Der Wirtschafts-Nobelpreisträger Joseph E. Stiglitz über die Maßnahmen, mit denen Joe Biden in seiner Amtszeit dem Trauma der Trump-Präsidentschaft entgegenwirken könnte.

Im neuen Jahr gibt es so viel zu feiern: Sichere, effektive COVID-19-Impfstoffe sind ein Licht am Ende des pandemischen Tunnels (obwohl es die nächsten Monate noch einmal schlimm werden könnte).

Ebenso wichtig ist, dass Amerikas lügnerischer, inkompetenter, böswilliger Präsident von seinem genauen Gegenteil abgelöst wird: einem Mann, der sich durch Anstand, Ehrlichkeit und Professionalität auszeichnet.
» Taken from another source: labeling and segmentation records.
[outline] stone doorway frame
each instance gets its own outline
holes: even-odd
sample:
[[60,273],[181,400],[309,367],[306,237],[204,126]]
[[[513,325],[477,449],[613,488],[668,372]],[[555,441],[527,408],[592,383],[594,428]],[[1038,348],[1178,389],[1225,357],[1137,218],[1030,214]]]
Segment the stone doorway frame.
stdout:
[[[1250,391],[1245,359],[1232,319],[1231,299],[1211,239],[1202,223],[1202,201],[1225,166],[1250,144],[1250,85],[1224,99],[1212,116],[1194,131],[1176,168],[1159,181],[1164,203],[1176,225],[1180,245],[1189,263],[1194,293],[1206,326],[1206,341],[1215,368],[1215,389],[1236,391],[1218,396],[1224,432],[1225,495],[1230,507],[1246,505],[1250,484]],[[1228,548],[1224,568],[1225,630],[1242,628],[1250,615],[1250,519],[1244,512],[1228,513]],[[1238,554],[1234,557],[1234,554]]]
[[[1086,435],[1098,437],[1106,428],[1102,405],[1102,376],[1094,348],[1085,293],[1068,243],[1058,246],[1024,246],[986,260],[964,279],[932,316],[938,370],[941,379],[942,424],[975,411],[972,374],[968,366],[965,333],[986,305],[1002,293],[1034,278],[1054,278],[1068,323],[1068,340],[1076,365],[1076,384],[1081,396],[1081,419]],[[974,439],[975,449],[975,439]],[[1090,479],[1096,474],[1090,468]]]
Aber wir sollten uns über das, was den zukünftigen US-Präsidenten Joe Biden im Amt erwartet, keine Illusionen machen:

Die Trump-Präsidentschaft und auch die Pandemie, die von der scheidenden Regierung so unzureichend bekämpft wurde, werden tiefe Narben hinterlassen.

Das wirtschaftliche Trauma wird nicht über Nacht heilen, und ohne massive Hilfe in dieser entscheidenden und schwierigen Zeit – zu der auch die Unterstützung klammer bundesstaatlicher und lokaler Regierungen gehört – werden die Schmerzen nur noch verlängert.